In the new system all applications are treated as first class citizens, meaning there is nothing that the web application can do that any other application can’t. This is achieved by having all of the business logic, authentication and database interaction handled by the `api-server` — which is accessable by anthing that can make HTTPS:// requests and handle JSON responses.
This means that the mobile applications will be able to perform actions such as registering a user and editing their details, which they cannot under the current system. Another benefit to the mobile applications that isn’t shown on this diagram is that the `feed-downloader` calls Amazon SNS with information about how many new blog posts it has found every time it runs, this in turn is relayed to the mobile applications in the form of notifications.
Whereas in the old system we used MongoDB, I’ve opted to use PostgreSQL — via the Sequelize Node.js ORM — this time around. Some of the features I want to implement in the future, such as organisations, make more sense as relations rather than as document in my mind and the ecosystem of applicatons for interacting with SQL databases, and in partciular PostgreSQL, is much more mature than MongoDB.
The `feed-downloader` is portable, but contains an entry point so that it can be used as a infrastructureless AWS Lambda function (and I suppose this entry point would also work for the newly released Azure Function system). It’s a bit more clever than the old `feed-aggregator` in that it uses If-Modified-Since HTTP requests to only download and parse RSS or ATOM feeds that purport to have changed since the last time an aggregation was ran.

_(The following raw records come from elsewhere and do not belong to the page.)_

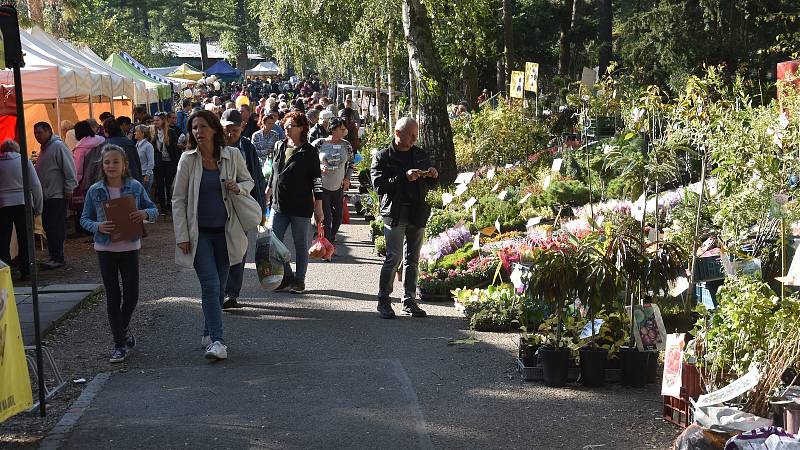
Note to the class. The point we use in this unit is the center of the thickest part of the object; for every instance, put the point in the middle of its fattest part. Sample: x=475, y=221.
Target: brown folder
x=118, y=211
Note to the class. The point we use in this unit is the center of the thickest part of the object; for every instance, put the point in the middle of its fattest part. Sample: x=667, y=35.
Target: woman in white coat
x=207, y=230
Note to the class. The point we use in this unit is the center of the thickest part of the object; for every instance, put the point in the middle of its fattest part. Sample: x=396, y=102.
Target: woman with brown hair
x=295, y=188
x=165, y=146
x=208, y=233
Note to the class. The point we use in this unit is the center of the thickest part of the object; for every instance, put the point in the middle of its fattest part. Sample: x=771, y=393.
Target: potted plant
x=553, y=278
x=600, y=285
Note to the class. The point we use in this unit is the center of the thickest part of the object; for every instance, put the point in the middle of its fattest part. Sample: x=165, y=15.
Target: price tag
x=468, y=204
x=447, y=198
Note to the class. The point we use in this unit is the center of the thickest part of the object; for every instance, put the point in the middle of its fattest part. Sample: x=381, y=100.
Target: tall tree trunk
x=604, y=20
x=390, y=76
x=564, y=37
x=203, y=52
x=469, y=73
x=508, y=39
x=435, y=132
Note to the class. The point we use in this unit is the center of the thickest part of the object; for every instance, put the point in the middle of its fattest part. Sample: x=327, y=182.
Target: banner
x=15, y=384
x=532, y=77
x=517, y=84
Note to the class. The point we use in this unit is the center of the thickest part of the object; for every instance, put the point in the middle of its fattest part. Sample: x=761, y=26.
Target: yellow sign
x=532, y=77
x=15, y=386
x=517, y=84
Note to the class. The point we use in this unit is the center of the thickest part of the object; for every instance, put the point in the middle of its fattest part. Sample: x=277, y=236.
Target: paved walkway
x=323, y=371
x=55, y=301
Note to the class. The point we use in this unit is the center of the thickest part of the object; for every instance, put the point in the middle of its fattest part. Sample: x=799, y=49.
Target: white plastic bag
x=271, y=254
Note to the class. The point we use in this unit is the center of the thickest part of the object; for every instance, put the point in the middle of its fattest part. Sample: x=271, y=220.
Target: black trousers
x=11, y=217
x=332, y=207
x=54, y=222
x=120, y=305
x=164, y=173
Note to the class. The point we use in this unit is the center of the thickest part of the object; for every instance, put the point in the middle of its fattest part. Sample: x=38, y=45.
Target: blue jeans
x=211, y=265
x=395, y=235
x=300, y=232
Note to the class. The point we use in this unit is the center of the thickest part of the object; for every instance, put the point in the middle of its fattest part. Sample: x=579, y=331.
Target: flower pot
x=634, y=366
x=527, y=353
x=555, y=366
x=652, y=368
x=593, y=366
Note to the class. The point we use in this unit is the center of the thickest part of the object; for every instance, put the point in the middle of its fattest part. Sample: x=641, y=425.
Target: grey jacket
x=56, y=169
x=11, y=189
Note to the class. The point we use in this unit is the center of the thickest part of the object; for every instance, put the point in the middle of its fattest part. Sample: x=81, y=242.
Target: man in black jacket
x=402, y=174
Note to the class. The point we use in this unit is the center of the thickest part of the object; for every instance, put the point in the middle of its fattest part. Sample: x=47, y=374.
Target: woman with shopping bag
x=294, y=194
x=212, y=208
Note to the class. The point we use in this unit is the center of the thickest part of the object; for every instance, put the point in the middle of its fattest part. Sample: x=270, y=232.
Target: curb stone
x=55, y=438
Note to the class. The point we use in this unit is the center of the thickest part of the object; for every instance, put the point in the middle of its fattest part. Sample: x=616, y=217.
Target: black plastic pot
x=593, y=366
x=555, y=366
x=527, y=353
x=652, y=368
x=634, y=366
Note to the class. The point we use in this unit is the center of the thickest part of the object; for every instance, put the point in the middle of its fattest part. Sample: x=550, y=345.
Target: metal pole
x=26, y=182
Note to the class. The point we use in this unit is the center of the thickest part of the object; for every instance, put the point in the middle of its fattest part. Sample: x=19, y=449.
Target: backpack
x=91, y=173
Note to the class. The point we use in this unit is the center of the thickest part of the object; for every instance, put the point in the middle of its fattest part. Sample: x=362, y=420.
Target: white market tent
x=61, y=82
x=265, y=68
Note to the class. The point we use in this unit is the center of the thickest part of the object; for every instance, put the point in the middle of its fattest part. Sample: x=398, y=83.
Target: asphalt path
x=322, y=370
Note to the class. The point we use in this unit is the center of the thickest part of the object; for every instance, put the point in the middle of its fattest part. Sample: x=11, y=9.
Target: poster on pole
x=517, y=84
x=532, y=77
x=15, y=384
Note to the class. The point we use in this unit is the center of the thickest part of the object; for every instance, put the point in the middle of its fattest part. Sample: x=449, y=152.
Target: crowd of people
x=288, y=155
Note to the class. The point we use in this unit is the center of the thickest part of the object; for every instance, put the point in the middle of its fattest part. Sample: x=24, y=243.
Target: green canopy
x=122, y=66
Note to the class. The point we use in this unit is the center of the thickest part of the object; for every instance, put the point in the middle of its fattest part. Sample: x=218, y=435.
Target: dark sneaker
x=130, y=341
x=385, y=310
x=231, y=303
x=285, y=284
x=118, y=355
x=413, y=310
x=298, y=287
x=52, y=265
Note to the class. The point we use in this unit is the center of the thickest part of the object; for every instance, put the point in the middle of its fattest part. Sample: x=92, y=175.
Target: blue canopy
x=222, y=69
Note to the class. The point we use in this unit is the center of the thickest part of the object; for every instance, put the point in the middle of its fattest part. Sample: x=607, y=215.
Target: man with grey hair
x=402, y=174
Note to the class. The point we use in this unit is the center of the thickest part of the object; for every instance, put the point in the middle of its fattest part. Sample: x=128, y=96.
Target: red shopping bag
x=345, y=211
x=322, y=247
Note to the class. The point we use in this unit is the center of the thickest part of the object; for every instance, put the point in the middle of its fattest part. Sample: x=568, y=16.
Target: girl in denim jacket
x=117, y=258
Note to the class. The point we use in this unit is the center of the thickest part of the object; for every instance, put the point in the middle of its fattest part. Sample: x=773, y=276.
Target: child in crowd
x=117, y=258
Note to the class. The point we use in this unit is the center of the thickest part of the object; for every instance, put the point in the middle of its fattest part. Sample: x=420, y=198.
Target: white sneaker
x=217, y=350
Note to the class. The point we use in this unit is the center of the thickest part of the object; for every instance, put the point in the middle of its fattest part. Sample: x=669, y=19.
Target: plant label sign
x=464, y=178
x=672, y=382
x=447, y=198
x=468, y=204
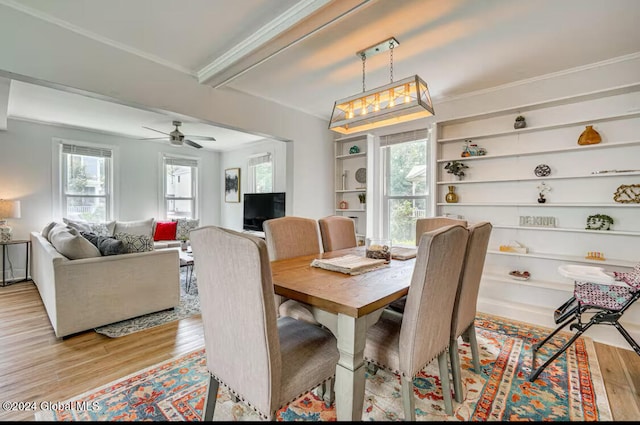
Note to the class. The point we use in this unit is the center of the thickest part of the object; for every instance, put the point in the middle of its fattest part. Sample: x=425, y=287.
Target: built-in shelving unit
x=351, y=155
x=501, y=187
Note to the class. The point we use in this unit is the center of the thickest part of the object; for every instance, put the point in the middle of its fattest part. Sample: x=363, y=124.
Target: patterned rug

The implementation of the `feed-downloader`, `api-server` and `web-app` components follows my guide to writing better quality Node.js applications. Node.js was chosen due to its abundance of good quality libraries, ease of interaction with JSON objects and the authors familarity with it in production scenarios.

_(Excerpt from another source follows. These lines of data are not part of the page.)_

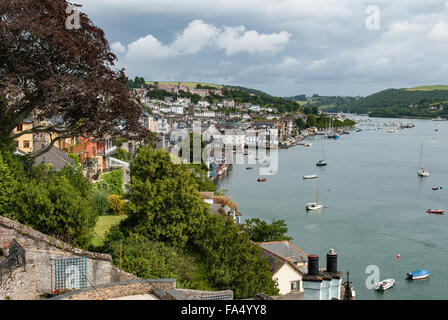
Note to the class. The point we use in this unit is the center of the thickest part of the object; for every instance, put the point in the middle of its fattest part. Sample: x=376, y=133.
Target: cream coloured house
x=24, y=142
x=288, y=265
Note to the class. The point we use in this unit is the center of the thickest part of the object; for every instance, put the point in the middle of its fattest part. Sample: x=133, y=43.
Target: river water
x=375, y=204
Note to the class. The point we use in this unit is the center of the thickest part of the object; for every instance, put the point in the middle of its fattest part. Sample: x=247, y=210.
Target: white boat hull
x=314, y=206
x=385, y=284
x=423, y=173
x=420, y=277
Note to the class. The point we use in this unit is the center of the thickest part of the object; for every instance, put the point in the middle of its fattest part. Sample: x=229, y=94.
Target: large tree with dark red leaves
x=62, y=78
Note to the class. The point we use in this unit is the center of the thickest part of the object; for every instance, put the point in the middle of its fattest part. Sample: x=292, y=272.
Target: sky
x=283, y=47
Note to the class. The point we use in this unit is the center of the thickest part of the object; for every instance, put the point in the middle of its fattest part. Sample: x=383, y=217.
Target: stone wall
x=119, y=289
x=41, y=252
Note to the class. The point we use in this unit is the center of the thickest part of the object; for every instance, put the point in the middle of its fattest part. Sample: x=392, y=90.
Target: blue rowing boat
x=419, y=274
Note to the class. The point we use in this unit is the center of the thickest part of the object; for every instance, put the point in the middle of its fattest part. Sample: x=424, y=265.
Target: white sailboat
x=315, y=205
x=323, y=162
x=422, y=172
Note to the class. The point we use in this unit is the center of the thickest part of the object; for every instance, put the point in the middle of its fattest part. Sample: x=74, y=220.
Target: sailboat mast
x=420, y=161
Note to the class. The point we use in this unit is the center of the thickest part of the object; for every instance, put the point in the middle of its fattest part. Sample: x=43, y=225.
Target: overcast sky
x=283, y=47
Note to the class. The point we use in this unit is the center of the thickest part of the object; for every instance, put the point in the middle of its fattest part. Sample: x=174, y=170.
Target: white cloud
x=439, y=32
x=147, y=48
x=381, y=61
x=117, y=47
x=236, y=39
x=198, y=36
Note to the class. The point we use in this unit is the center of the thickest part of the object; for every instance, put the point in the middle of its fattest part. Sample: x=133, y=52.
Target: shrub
x=75, y=158
x=122, y=154
x=100, y=201
x=114, y=180
x=116, y=205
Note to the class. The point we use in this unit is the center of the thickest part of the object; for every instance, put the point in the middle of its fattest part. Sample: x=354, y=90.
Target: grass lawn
x=105, y=223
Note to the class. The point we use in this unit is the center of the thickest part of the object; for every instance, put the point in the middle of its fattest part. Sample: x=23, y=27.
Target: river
x=375, y=204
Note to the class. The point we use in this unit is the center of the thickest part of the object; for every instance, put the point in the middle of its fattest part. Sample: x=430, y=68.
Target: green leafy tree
x=232, y=261
x=153, y=260
x=100, y=200
x=261, y=231
x=163, y=202
x=122, y=154
x=9, y=187
x=311, y=121
x=114, y=180
x=57, y=207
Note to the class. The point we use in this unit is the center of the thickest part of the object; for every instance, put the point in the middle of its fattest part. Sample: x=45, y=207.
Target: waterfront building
x=288, y=265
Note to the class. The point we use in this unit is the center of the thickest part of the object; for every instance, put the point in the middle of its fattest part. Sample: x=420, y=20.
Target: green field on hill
x=429, y=88
x=186, y=84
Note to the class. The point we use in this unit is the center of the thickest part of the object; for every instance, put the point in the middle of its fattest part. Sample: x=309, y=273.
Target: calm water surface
x=375, y=204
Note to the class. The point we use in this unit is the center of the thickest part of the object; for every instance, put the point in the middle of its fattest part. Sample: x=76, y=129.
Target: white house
x=288, y=265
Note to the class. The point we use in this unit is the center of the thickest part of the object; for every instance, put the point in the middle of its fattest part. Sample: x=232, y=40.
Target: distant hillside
x=252, y=91
x=429, y=88
x=413, y=102
x=187, y=84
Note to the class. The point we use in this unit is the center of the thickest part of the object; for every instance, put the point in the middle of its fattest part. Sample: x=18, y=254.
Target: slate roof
x=55, y=156
x=281, y=252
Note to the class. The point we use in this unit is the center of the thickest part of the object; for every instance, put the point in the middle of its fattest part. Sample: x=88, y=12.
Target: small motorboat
x=435, y=211
x=422, y=173
x=385, y=284
x=314, y=206
x=321, y=163
x=417, y=275
x=308, y=144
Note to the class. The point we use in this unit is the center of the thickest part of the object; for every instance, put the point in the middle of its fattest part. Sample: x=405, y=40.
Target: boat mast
x=420, y=161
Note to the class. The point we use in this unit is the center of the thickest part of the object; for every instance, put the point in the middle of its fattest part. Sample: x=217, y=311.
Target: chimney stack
x=313, y=265
x=332, y=261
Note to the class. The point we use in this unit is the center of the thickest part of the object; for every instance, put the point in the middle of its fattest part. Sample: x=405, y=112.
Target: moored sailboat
x=422, y=172
x=315, y=205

In order to meet the requirement of good maintainability the `feed downloader` was built using the test driven development methodology and currently has 99% test coverage. These tests use real data, feeds from actual CS Blogs authors, including feeds from Blogger, WordPress.com, WordPress.org, Ghost and Jekyll.
Theres still a lot to be done before before the new CS Blogs can be released, so why not hit up the contribution guide and get involved?